Measure the Potential Future Impact
The key to success in setting priorities is having a long time perspective. You can tell how important something is today by measuring its potential future impact on your life.

For example, if you come home from work at night and choose to play with your children or spend time with your spouse, rather than watch TV or read the paper, you have a long time perspective. You know that investing time in the health and happiness of your children and your spouse is a very valuable, high-priority use of time. The potential future impact of quality time with your family is very high.

If you take additional courses in the evening to upgrade your skills and make yourself more valuable to your employer, you're acting with a long time perspective. Learning something practical and useful can have a long-term effect on your career.

Practice Delayed Gratification
Economists say that the inability to delay gratification-that is, the natural tendency of individuals to spend everything they earn plus a little bit more, and the mind-set of doing what is fun, easy and enjoyable-is the primary cause of economic and personal failure in life. On the other hand, disciplining yourself to do what you know is right and important, although difficult, is the highroad to pride, self-esteem and personal satisfaction.

The long term comes soon enough, and every sacrifice that you make today will be rewarded with compound interest in the great future that lies ahead for you.

Action Exercises
Here are three steps you can take immediately to put these ideas into action.

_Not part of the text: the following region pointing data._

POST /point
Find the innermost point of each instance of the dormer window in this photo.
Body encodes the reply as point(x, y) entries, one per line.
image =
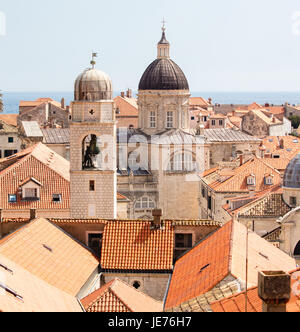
point(251, 180)
point(57, 198)
point(12, 198)
point(269, 180)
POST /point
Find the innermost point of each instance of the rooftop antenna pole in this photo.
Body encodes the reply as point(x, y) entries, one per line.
point(247, 255)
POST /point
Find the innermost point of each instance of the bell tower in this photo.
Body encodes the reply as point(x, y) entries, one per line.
point(93, 147)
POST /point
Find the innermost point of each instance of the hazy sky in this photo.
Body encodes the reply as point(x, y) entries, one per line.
point(232, 45)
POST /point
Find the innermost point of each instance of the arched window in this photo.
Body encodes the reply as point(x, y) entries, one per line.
point(297, 250)
point(183, 162)
point(144, 203)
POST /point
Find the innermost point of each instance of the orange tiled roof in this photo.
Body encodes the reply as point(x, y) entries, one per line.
point(117, 296)
point(11, 119)
point(47, 167)
point(199, 101)
point(133, 245)
point(237, 302)
point(38, 102)
point(220, 255)
point(37, 295)
point(66, 265)
point(284, 146)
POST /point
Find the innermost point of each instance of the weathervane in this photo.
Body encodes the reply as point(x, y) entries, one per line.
point(93, 61)
point(164, 25)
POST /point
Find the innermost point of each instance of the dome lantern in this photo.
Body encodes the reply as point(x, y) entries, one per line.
point(93, 84)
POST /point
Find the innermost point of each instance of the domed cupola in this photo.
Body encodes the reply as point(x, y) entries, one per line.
point(93, 85)
point(163, 73)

First, think long-term. Sit down today and write out a description of your ideal life ten and twenty years into the future. This automatically develops longer-time perspective.

Second, look at everything you do in terms of its long-term potential impact on your life. Do more things that have greater long-term value to you.

Third, develop the habit of delaying gratification in small things, small expenditures, small pleasures, so that you can enjoy greater rewards and greater satisfaction in the future.